Spokesman of the Salafi Preaching Movement in the country, Sheikh Abdul Moneim al-Shahat, who lost an attempt to enter parliament, said in a speech on Monday that those who were killed in Port Said stadium, did not sacrifice their lives for God.
“They were not in a war fighting for God, they were just having fun. This fun distracts Muslims from worshipping God,” he said in the sermon he gave at a mosque in the Mediterranean city of Alexandria.
Shahat added that the “fun” which victims sought when they went to the stadium is “forbidden in Islam.”
The comments have sparked somewhat sarcastic remarks from activists on the ground in Cairo over the past few days, as clashes that had erupted following the violence, which saw security forces fail to intervene to stop the bloodshed in Port Said, calm.
“If this wasn’t such a sad moment, I think we could all laugh at the man’s statements,” said 16-year-old Ultra fan Mahmoud, who told Bikyamasr.com on Tuesday as a truce between protesters and police seemed to be holding, that “I had friends die in the attack.

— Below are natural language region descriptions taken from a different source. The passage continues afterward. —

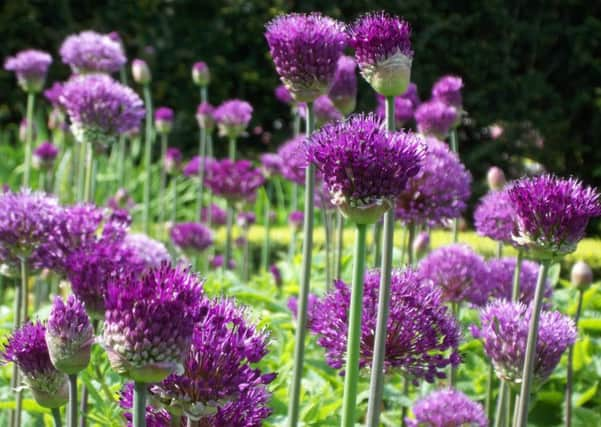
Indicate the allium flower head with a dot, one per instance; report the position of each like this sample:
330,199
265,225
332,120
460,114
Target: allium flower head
100,108
219,385
552,213
343,92
28,350
382,46
235,181
439,191
90,52
504,332
423,336
435,118
69,335
459,272
149,322
447,408
364,167
305,49
31,67
232,117
191,237
448,90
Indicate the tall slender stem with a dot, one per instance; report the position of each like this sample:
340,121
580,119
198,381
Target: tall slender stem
527,373
570,369
299,344
351,372
376,386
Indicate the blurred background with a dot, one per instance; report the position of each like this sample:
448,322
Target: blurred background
531,69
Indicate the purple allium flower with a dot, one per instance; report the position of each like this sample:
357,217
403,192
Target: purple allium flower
191,237
501,279
504,332
44,155
149,322
201,75
404,106
305,49
235,181
219,385
149,252
232,117
218,215
439,191
552,213
423,336
364,166
163,119
69,335
448,90
447,408
204,116
90,52
382,46
435,118
28,350
459,272
31,67
343,92
100,108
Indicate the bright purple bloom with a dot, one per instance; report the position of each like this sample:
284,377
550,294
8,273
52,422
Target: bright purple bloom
439,191
100,108
383,51
149,322
459,272
504,332
552,213
364,166
447,408
90,52
305,49
31,67
423,336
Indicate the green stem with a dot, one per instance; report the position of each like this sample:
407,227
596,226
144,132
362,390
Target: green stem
527,373
299,344
351,372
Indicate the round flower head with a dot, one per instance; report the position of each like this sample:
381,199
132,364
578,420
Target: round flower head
201,75
90,52
31,67
448,90
235,181
435,118
447,408
501,279
28,350
552,213
232,117
44,155
439,191
459,272
163,119
100,108
149,322
343,92
382,46
219,385
423,336
305,49
364,167
69,335
191,237
504,332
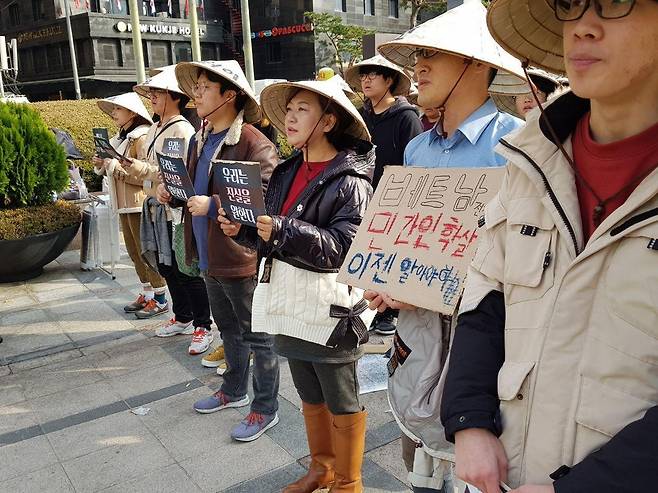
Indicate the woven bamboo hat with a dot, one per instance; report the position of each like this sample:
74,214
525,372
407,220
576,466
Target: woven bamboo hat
353,79
165,80
187,74
462,32
129,101
503,94
529,30
275,98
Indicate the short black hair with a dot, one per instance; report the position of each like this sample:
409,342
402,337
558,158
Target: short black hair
385,72
240,99
493,72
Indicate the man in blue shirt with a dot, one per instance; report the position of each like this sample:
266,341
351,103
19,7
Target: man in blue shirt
455,61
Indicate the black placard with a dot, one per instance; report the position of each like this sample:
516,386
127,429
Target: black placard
240,189
101,133
175,177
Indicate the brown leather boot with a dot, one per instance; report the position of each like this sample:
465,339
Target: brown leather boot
350,442
320,442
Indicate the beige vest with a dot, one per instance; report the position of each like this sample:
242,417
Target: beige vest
581,331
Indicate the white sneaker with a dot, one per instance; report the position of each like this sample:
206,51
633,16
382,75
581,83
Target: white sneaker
174,328
201,341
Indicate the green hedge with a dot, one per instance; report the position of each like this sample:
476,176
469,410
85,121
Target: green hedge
78,118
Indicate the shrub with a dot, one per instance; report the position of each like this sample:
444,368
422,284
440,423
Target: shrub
78,118
32,164
16,224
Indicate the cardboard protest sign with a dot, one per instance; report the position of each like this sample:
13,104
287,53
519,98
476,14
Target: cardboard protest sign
419,234
175,177
173,147
240,189
102,135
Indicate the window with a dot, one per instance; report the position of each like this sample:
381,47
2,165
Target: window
393,8
38,10
14,15
274,52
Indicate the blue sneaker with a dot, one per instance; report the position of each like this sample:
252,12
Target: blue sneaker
217,402
253,426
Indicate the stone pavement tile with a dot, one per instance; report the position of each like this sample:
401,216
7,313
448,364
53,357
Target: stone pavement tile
15,417
24,317
122,428
58,377
389,457
16,303
73,401
108,466
123,363
25,457
377,480
234,463
74,291
169,479
30,364
272,482
51,479
149,378
130,342
11,390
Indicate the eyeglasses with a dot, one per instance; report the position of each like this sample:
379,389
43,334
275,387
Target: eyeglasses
155,93
572,10
201,88
368,76
424,53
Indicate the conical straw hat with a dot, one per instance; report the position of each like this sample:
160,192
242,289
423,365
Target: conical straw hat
187,74
529,30
275,98
354,80
165,80
462,32
129,100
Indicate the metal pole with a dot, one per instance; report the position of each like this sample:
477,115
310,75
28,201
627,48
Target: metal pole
74,61
194,26
137,41
246,42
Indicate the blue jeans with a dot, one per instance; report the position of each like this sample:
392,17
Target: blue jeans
230,303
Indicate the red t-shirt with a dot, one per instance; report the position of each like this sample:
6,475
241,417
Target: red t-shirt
608,168
305,175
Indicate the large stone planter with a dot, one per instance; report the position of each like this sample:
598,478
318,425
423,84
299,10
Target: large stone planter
24,259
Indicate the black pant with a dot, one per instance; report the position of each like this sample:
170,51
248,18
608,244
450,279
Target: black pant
188,294
333,383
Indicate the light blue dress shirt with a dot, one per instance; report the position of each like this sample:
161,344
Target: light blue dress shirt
471,146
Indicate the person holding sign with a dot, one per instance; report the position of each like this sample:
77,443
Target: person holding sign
392,122
552,384
127,197
455,61
315,203
188,293
224,99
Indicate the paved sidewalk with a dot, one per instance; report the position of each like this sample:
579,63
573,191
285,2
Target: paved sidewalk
73,365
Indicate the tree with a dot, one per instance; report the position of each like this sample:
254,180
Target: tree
346,40
417,6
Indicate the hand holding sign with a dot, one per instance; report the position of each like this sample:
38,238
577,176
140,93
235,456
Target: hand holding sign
240,190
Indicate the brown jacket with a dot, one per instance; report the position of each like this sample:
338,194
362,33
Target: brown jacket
243,142
126,191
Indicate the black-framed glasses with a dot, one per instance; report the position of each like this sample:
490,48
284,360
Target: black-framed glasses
572,10
368,76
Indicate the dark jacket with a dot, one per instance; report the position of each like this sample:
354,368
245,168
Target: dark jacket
391,131
319,230
628,462
226,258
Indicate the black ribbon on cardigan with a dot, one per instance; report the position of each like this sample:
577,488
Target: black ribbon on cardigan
348,319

I am from Port Said, and this guy is crazy. I wish he would be quiet.”
But Shahat continued to reveal the only three sports permissible in Islam.
“Only three sports are allowed in Islam: shooting, swimming, and horseback riding. Other sports are forbidden,” he added.
Shahat continued to say that football is a sport imported from the West and criticized football players who join foreign clubs.
“Unfortunately, like in the West, football players play in foreign clubs and get very high salaries while many scholars are struggling to make ends meet.”
Money spent on football, Shahat argued, should go instead to Qur’an recitation competitions.
Shahat has not shied away from controversy in recent months. Last year, he spoke out about the idea of covering statues in the country, describing them as “idols.” He also called the writings of late Egyptian Nobel Laureate for Literature Naguib Mahfouz “prostitution literature.”